# About this notebook 

Implementing and testing the statistical parity with the political blog network. 

Source:
- [Fairwalk paper](https://www.ijcai.org/proceedings/2019/456)

## Statistical parity 

Statistical parity is a variance of the probability of edges at group level. The key idea is the following. Let's group nodes based on given node labels. If the presence of edges are independent of the given node labels, the probability of edges within and between the groups are the uniform. More specifically, suppose a network with edges recommended by a system. Assuming that the network is symmetric, 
the probability of the recommended edges between group $k$ and group $\ell$, denoted by Let $P_{k\ell}$, is given by 
$$
\begin{align}
P_{k\ell} = \left\{ \begin{array}{cc} 
\frac{1}{N_{k}(N_{k} - 1)/2} \sum_{i \in N_k}\sum_{j \in N_k, i<j} A_{ij}& \text{(if $k=\ell$)}\\
\frac{1}{N_{k}N_{\ell}} \sum_{i \in N_k}\sum_{i \in N_\ell}A_{ij} & \text{(otherwise)}\\
\end{array} \right.
\end{align}
$$
where $A_{ij} = 1$ if nodes $i$ and $j$ are connected, otherwise $A_{ij}=0$. 
The denominator $N_k(N_{k} - 1)/2$ is the total number of unique node pairs that belong to group $k$, excluding the self-loops, e.g., $(1, 1)$, $(2,2), \ldots, (N_k, N_k)$.  
Then, the statistical parity is given by the variance of the probabilities:
$$
\begin{align}
\text{Var}(P_{k \ell}) = \frac{1}{K(K+1)/2}\sum_{k=1}^K \sum_{\ell=k}^K P_{k\ell}.
\end{align}
$$

While the definition of the statistical parity in the fairwalk paper is variance, the original definition of the statistical parity is the *standard deviation*. I believe that this is an error. The correct formula for the statistical parity is the following:
$$
\begin{align}
\sqrt{\text{Var}(P_{k \ell})} = \sqrt{\frac{1}{K(K+1)/2}\sum_{k=1}^K \sum_{\ell=k}^K P_{k\ell}}.
\end{align}
$$


## Implementation 

In [19]:
from scipy import sparse 
import numpy as np 
import pandas as pd 

def statistical_parity(edges, y):
    """
    edges: edge df with source and target column
    y: original labels
    """

    n_nodes = len(y) # number of nodes
    n_edges = edges.shape[0] # number of nodes
    uy, y = np.unique(y, return_inverse=True) # to ensure that the labels are continuous integers starting from zero 
    K = len(uy) # number of classes

    # We need two groups at least
    assert K >= 2

    # Group membership matrix, where U[i,k] = 1 if node $i$ belongs to group $k$ 
    U = sparse.csr_matrix((np.ones_like(y), (np.arange(n_nodes), y)), shape=(n_nodes, K))

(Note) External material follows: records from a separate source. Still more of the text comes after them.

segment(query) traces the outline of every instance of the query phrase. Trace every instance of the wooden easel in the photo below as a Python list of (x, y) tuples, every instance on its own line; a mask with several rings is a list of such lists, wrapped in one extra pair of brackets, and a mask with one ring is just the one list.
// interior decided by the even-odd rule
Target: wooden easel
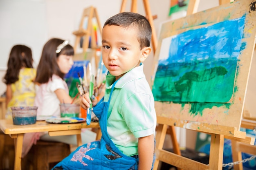
[[(100, 33), (100, 36), (101, 35), (101, 26), (99, 18), (98, 15), (98, 13), (96, 8), (93, 7), (90, 7), (84, 9), (81, 21), (79, 26), (79, 29), (78, 31), (73, 32), (73, 34), (76, 35), (76, 41), (74, 45), (74, 51), (75, 54), (80, 44), (80, 41), (82, 38), (83, 38), (83, 53), (86, 53), (87, 49), (89, 46), (90, 38), (91, 49), (93, 50), (93, 56), (95, 59), (95, 68), (97, 68), (100, 59), (99, 56), (96, 55), (97, 50), (100, 49), (97, 42), (97, 33), (95, 33), (92, 24), (92, 19), (95, 18), (97, 21), (99, 30)], [(84, 28), (84, 21), (87, 19), (87, 26), (86, 29)], [(84, 54), (83, 54), (84, 55)]]
[[(93, 7), (90, 7), (84, 9), (81, 18), (79, 29), (78, 31), (73, 32), (73, 34), (76, 36), (76, 41), (74, 45), (75, 53), (82, 37), (83, 38), (83, 52), (86, 52), (89, 47), (90, 37), (91, 38), (91, 48), (96, 49), (99, 48), (97, 44), (96, 35), (94, 32), (92, 21), (93, 18), (95, 18), (96, 19), (99, 30), (101, 35), (101, 26), (99, 21), (99, 16), (98, 15), (97, 10)], [(86, 29), (84, 29), (83, 27), (85, 19), (87, 19), (87, 27)]]
[[(123, 0), (122, 2), (122, 4), (121, 6), (121, 9), (120, 10), (120, 12), (124, 12), (125, 10), (125, 7), (126, 4), (126, 0)], [(149, 3), (148, 0), (143, 0), (143, 3), (144, 4), (144, 8), (145, 9), (145, 11), (146, 14), (146, 17), (148, 20), (150, 25), (151, 26), (151, 29), (152, 30), (152, 36), (151, 38), (151, 41), (152, 43), (152, 46), (153, 48), (153, 51), (155, 53), (156, 47), (157, 46), (157, 36), (155, 33), (155, 27), (154, 26), (154, 23), (153, 22), (153, 20), (154, 17), (152, 16), (151, 14), (151, 11), (150, 9), (150, 6), (149, 6)], [(132, 0), (132, 5), (131, 7), (130, 12), (137, 13), (137, 0)]]
[[(233, 0), (221, 0), (219, 1), (220, 4), (233, 1)], [(190, 0), (187, 15), (196, 12), (199, 2), (199, 0)], [(157, 115), (157, 122), (159, 125), (157, 130), (156, 137), (156, 160), (154, 167), (155, 170), (157, 169), (159, 161), (164, 161), (185, 170), (222, 170), (224, 138), (251, 145), (254, 144), (255, 139), (246, 137), (245, 132), (240, 131), (239, 129), (235, 127), (205, 123), (198, 124), (196, 122), (193, 122), (184, 120), (181, 121), (179, 119), (159, 116), (161, 115), (162, 113), (166, 115), (166, 113), (169, 112), (168, 110), (170, 109), (168, 108), (169, 104), (161, 103), (157, 102), (155, 102), (155, 107)], [(173, 126), (209, 133), (211, 135), (210, 155), (209, 165), (163, 149), (167, 127), (168, 126)]]

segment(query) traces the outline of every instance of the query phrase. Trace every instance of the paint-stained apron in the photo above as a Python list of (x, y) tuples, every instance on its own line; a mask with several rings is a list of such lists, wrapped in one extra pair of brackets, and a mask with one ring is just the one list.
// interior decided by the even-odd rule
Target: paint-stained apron
[(53, 170), (127, 170), (132, 166), (137, 170), (138, 157), (129, 157), (122, 153), (107, 133), (108, 107), (117, 82), (112, 86), (108, 101), (103, 102), (103, 98), (93, 108), (94, 113), (99, 118), (102, 133), (100, 141), (93, 141), (78, 147), (55, 166)]

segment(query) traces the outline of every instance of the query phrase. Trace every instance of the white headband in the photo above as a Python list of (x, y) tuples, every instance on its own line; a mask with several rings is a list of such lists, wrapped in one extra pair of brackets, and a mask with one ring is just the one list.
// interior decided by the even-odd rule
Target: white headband
[(66, 46), (68, 44), (68, 40), (65, 40), (62, 44), (61, 44), (57, 47), (57, 49), (56, 50), (56, 53), (59, 53), (62, 49), (64, 48), (64, 46)]

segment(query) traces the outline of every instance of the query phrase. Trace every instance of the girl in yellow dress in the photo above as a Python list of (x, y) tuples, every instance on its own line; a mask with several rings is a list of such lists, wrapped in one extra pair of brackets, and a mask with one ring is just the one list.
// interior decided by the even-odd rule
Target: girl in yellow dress
[(3, 78), (7, 85), (6, 119), (11, 119), (11, 107), (34, 105), (36, 70), (33, 68), (31, 49), (23, 45), (14, 46), (10, 53)]

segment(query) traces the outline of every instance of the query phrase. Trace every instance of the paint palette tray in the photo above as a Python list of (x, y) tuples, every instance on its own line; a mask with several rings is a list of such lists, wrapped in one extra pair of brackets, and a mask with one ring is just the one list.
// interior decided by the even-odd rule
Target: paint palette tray
[(45, 121), (50, 124), (68, 124), (83, 122), (86, 120), (82, 117), (54, 117), (47, 119)]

    # Number of nodes in each group
    Nk = np.array(U.sum(axis = 0)).reshape(-1) 

    # Adjacency matrix
    A = sparse.csr_matrix((np.ones(n_edges), (edges["source"].values, edges["target"].values)), shape=(n_nodes, n_nodes))

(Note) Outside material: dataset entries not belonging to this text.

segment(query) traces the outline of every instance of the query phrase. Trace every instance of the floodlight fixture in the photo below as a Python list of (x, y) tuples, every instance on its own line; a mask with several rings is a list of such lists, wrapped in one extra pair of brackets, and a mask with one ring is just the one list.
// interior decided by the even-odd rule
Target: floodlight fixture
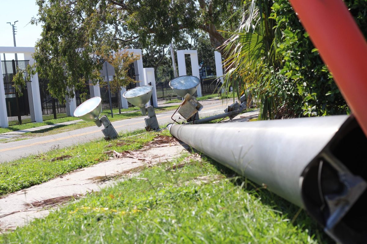
[(105, 139), (115, 139), (118, 135), (109, 120), (105, 115), (100, 119), (99, 117), (102, 112), (102, 101), (99, 97), (88, 99), (76, 108), (74, 116), (86, 121), (93, 121), (98, 127), (103, 124), (105, 128), (102, 130), (102, 132), (105, 135)]
[(179, 76), (171, 80), (169, 83), (170, 87), (182, 98), (188, 93), (192, 96), (194, 95), (200, 85), (199, 78), (190, 75)]
[(126, 91), (122, 95), (129, 102), (140, 108), (143, 115), (146, 115), (148, 112), (148, 117), (144, 120), (147, 131), (159, 129), (154, 108), (152, 106), (145, 106), (152, 97), (153, 91), (152, 86), (142, 86)]

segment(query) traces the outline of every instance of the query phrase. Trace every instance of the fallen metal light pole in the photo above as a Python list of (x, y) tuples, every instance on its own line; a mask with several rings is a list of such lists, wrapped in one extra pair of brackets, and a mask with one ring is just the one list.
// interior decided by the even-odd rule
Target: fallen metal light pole
[(105, 135), (105, 139), (115, 139), (117, 138), (118, 134), (107, 116), (104, 115), (99, 118), (102, 112), (102, 99), (99, 97), (88, 99), (76, 108), (74, 112), (74, 116), (86, 121), (93, 121), (98, 127), (101, 127), (103, 124), (105, 128), (102, 129), (102, 132)]
[(367, 139), (354, 117), (168, 127), (177, 139), (304, 208), (337, 241), (367, 241)]

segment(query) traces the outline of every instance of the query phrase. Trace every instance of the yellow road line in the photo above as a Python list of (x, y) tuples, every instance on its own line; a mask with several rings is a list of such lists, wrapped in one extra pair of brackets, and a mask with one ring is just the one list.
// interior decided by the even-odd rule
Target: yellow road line
[[(211, 107), (210, 108), (204, 108), (202, 110), (204, 110), (207, 109), (213, 108), (217, 108), (217, 107), (219, 107), (222, 106), (222, 105), (218, 105), (216, 106), (214, 106), (213, 107)], [(169, 115), (168, 116), (166, 116), (164, 117), (160, 117), (159, 119), (164, 119), (166, 118), (168, 118), (171, 117), (171, 115)], [(143, 119), (144, 118), (142, 118), (141, 119)], [(127, 125), (131, 125), (133, 124), (139, 124), (139, 123), (141, 123), (142, 121), (139, 121), (139, 122), (136, 122), (135, 123), (132, 123), (131, 124), (126, 124), (122, 125), (119, 125), (118, 126), (114, 126), (115, 128), (119, 128), (121, 127), (123, 127), (124, 126), (126, 126)], [(91, 134), (92, 133), (94, 133), (96, 132), (98, 132), (98, 131), (100, 131), (99, 130), (97, 130), (96, 131), (90, 131), (89, 132), (86, 132), (83, 133), (81, 133), (80, 134), (77, 134), (77, 135), (73, 135), (71, 136), (64, 136), (64, 137), (61, 137), (59, 138), (55, 138), (54, 139), (51, 139), (51, 140), (47, 140), (43, 141), (42, 142), (35, 142), (34, 143), (32, 143), (30, 144), (27, 144), (26, 145), (23, 145), (22, 146), (18, 146), (17, 147), (9, 147), (9, 148), (4, 148), (3, 149), (0, 149), (0, 152), (4, 152), (6, 151), (9, 151), (10, 150), (12, 150), (13, 149), (17, 149), (19, 148), (22, 148), (23, 147), (29, 147), (30, 146), (34, 146), (35, 145), (39, 145), (40, 144), (43, 144), (45, 143), (47, 143), (48, 142), (56, 142), (58, 140), (64, 140), (65, 139), (68, 139), (69, 138), (72, 138), (73, 137), (77, 137), (77, 136), (81, 136), (86, 135), (88, 135), (89, 134)]]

    # Make sure that the adjacency matrix is symemtric 
    A = A + A.T
    A.data = A.data *0 + 1

    # Calculate the number of edges that appear in each group 
    M = U.T @ A @ U

    # Calculate the edge density
    Mdenom = np.outer(Nk, Nk) - np.diag(Nk) 
    P = M / Mdenom
    # Calculate the statistical parity 
    parity = np.std(P[np.triu_indices(K)])
    return parity

## Test

In the following test, I calculate the statistical parity for the original network. As a baseline, I calculate the statistical parity for shuffled labels, which should have a smaller statistical parity. 

In [32]:
import networkx as nx
 
G = nx.read_gml("../../data/polbooks.gml")
labels = [d[1]["value"] for d in G.nodes(data = True)]

source, target, _ = sparse.find(nx.adjacency_matrix(G))
edges = pd.DataFrame({"source":source, "target":target})

random_labels = np.random.choice(len(set(labels)), len(labels), replace=True)

score = statistical_parity(edges, labels)
score_random = statistical_parity(edges, random_labels) 
print(f"Statistical parity: original labels= {score:.4f}, random labels = {score_random:.4f}")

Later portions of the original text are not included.